I relunctantly agree that BSA has the right to exclude those kids if they want. I have the right to ignore them when they come for my child, and for them not to be given state imprimatur by holding captive audience recruitment drives along with the nuggets and tater tots. They are not ROTC; the military makes a much stronger case for their presence on state-funded campuses. This is a homophobic, theist club trading on a reputation that remains largely unexplored by the body popular despite some disturbing events that may call into question their status as a community good neighbor.

What if the Klan came to schools to recruit, and told the kids that everyone was welcome at a fun rally in two weeks, and gave kids a wristband to remind them?
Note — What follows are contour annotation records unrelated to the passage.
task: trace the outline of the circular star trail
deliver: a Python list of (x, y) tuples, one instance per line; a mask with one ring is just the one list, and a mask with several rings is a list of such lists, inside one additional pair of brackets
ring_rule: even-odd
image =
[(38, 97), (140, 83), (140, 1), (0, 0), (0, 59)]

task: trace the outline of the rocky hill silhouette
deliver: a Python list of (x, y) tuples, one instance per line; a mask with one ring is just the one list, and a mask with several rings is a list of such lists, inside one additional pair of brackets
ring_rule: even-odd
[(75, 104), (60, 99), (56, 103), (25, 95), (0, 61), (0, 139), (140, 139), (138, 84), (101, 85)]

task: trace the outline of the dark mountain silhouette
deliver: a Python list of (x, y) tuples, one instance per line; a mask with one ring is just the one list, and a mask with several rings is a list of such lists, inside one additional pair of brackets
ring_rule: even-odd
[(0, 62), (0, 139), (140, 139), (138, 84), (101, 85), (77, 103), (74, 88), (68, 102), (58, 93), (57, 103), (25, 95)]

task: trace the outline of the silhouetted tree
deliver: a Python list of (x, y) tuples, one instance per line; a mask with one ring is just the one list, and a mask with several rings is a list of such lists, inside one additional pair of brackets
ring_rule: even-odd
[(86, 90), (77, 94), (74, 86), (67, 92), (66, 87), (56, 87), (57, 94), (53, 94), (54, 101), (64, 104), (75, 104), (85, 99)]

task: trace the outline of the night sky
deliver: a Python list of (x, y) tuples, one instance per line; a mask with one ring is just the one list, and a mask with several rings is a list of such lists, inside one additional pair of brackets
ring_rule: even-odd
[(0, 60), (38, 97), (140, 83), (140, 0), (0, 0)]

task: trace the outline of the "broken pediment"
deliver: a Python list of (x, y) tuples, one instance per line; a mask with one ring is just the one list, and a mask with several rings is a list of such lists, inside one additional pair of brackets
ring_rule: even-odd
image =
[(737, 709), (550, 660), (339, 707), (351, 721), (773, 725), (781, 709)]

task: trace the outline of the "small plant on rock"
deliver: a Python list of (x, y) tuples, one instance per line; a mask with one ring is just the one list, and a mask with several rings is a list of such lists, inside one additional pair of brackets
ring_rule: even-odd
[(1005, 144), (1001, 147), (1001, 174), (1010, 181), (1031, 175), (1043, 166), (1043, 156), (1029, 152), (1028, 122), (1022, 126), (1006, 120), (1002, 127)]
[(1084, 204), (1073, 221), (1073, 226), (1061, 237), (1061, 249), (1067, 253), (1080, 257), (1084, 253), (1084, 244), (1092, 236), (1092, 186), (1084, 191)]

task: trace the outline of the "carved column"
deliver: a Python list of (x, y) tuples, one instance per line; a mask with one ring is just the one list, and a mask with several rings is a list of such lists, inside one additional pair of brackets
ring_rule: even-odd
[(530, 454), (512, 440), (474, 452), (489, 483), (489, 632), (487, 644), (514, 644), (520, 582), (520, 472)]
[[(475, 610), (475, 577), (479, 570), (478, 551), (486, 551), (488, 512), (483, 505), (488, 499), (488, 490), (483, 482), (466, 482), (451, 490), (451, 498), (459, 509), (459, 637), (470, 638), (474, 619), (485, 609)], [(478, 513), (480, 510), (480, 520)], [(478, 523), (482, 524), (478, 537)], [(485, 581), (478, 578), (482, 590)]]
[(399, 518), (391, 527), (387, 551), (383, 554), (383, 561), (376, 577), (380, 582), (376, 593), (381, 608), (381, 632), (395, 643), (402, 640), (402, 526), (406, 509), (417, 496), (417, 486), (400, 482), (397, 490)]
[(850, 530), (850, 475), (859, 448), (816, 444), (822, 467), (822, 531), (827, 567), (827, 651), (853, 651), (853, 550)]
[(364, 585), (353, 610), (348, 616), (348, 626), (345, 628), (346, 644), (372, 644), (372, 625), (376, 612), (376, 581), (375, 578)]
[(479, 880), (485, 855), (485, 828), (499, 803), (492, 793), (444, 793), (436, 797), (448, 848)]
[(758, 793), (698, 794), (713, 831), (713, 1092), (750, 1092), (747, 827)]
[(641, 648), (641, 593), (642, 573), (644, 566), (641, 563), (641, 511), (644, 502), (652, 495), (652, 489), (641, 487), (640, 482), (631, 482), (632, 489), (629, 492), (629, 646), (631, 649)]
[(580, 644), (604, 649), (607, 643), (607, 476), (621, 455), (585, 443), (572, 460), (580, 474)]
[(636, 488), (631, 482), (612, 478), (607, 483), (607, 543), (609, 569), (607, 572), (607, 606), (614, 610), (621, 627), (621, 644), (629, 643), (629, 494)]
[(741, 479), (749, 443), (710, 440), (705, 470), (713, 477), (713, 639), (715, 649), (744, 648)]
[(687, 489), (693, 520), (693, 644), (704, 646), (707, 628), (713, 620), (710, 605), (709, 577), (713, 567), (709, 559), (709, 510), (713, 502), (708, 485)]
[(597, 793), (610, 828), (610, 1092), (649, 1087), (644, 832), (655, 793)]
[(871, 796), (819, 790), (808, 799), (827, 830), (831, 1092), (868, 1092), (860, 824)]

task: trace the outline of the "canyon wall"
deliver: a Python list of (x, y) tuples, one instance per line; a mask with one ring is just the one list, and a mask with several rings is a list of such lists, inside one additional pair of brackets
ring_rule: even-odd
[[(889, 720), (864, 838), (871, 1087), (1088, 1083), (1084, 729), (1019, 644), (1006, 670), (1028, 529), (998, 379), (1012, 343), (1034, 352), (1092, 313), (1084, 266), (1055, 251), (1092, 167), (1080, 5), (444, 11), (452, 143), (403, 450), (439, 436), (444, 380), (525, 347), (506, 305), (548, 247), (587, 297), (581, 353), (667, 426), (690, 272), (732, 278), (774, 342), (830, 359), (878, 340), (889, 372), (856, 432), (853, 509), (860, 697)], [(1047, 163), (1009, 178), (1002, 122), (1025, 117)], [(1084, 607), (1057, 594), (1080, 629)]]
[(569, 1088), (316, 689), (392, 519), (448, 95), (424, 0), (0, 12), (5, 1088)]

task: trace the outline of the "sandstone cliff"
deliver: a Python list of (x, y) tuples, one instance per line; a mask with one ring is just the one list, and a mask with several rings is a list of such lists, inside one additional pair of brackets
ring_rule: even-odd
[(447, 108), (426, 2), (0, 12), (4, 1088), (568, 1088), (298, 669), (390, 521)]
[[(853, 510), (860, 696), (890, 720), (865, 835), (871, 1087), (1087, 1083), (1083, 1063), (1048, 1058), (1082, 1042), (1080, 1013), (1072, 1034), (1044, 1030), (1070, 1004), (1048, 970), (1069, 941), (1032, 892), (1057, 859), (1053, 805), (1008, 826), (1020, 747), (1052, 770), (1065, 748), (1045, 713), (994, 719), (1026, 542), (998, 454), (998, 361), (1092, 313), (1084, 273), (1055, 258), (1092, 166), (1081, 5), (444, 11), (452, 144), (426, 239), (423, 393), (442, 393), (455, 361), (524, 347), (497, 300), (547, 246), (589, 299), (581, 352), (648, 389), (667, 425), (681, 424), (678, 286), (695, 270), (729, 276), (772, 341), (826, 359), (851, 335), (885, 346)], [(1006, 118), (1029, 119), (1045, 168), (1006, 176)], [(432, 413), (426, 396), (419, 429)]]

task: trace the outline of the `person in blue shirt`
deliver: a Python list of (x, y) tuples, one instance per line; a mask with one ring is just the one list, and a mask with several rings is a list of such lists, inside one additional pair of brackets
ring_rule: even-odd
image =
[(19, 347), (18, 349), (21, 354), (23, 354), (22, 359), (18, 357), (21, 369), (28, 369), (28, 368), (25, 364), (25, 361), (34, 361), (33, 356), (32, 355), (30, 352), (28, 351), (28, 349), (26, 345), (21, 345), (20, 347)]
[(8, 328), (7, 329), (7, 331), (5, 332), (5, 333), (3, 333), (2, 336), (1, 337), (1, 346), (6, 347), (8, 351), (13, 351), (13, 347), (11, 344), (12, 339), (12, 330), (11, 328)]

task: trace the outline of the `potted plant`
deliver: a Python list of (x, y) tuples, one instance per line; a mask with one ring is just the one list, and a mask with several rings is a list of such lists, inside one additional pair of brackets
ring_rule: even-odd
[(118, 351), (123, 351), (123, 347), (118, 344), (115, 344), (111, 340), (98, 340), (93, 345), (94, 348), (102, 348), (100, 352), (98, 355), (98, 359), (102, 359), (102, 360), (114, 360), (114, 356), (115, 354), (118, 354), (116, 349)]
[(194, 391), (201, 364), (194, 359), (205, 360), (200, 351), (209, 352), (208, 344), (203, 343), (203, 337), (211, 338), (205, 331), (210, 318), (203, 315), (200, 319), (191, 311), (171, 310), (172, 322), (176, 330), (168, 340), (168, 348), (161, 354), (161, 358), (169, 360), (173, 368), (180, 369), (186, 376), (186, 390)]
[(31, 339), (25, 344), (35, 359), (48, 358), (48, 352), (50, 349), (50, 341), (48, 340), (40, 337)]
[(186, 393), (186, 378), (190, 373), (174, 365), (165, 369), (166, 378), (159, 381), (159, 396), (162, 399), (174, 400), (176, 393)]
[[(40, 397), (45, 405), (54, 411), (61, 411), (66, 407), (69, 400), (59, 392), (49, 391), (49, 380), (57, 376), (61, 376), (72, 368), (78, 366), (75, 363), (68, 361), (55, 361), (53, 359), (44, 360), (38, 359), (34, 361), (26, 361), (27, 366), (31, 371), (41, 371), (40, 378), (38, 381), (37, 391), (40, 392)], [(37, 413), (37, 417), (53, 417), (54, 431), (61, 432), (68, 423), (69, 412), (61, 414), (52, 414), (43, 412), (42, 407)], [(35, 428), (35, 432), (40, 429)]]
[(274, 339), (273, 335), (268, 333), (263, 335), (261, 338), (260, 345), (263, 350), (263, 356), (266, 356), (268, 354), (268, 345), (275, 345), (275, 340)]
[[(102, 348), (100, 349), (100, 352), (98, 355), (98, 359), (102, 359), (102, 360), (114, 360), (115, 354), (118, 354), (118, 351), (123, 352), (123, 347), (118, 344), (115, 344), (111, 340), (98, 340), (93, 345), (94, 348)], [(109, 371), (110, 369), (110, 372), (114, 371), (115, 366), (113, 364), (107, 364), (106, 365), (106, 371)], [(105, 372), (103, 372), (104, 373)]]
Except, everyone--including the school officials--knew that any minority, jewish or gay kids who showed up at the meeting got whipped while the white kids got ice cream. Would you hold the school liable for sponsoring time at lunch on the Klan's next recruitment drive? Of course you would.

Atheists and gays don't get whipped by the Boy Scouts (hopefully), they just get rejected after being told in school they were welcome. It's not the size of the discriminatory punishment; what happens to the "bad" kids is irrelevant. The point is that the school knows that the Scouts are not there for any kid to join, and to offer them time--especially under the initial guise that all children may benefit from their presentation--is to implicitly endorse that practice. The bottom line is that the Boy Scouts are a discriminatory organization, and just because they have the right to be so, does not mean that government-based institutions have to embrace or even tolerate them--and to offer BSA time when students must be in school is to strongly endorse the credibility of BSA.

Lest you think that I expand the school's liability too far, here's Kistler:
...according to the majority, the discrimination occurred only at a later time, apart from any school activity. The majority's conclusion is difficult to square with the statutory definition of discrimination. That definition is not limited to overt acts of discrimination that occur in a public school program, service, or activity, as the majority's opinion appears to assume; it also includes "any act that is fair in form but discriminatory in operation." ORS 659.580(1). That definition assumes that an act that occurs in a public school program, service, or activity may appear neutral when made. It also recognizes that that apparently neutral act may turn out to be discriminatory in operation. [emph mine]
Kistler points out that school officials not only may, but must include contextual information in their decision, and specifically with regard to whether the acts promoted or endorsed are eventually discriminatory in nature. Clearly in the case of the Boy Scouts they were, and thus the school is on the hook.

It's important to make a strong legal argument for why this ruling is a bunch of hooey, but there's a far simpler test: it's a ridiculous hair-splitter. Like I said, it's a fairly obvious construct--the Scouts discriminate, and the school winked at it. Creating a shield that encourages officials to turn off their brains in order to be safe on the establishment clause, does no one in Oregon (and beyond) any damn good. What's saddest is that this ruling comes long after schools in Oregon modified their policies towards accepting the Scouts:
The Portland public schools no longer allow groups to conduct the kind of recruiting the Powells objected to, said General Counsel Jollee Patterson. Access is limited to groups that offer services to students, and such groups are permitted only to distribute leaflets and brochures, she said.
The public has taken the lead, and BSA (along with other niche-groups) is given far less free reign in schools than they used to. It's OSC that's behind the curve, rational to a fault and slow on the uptake.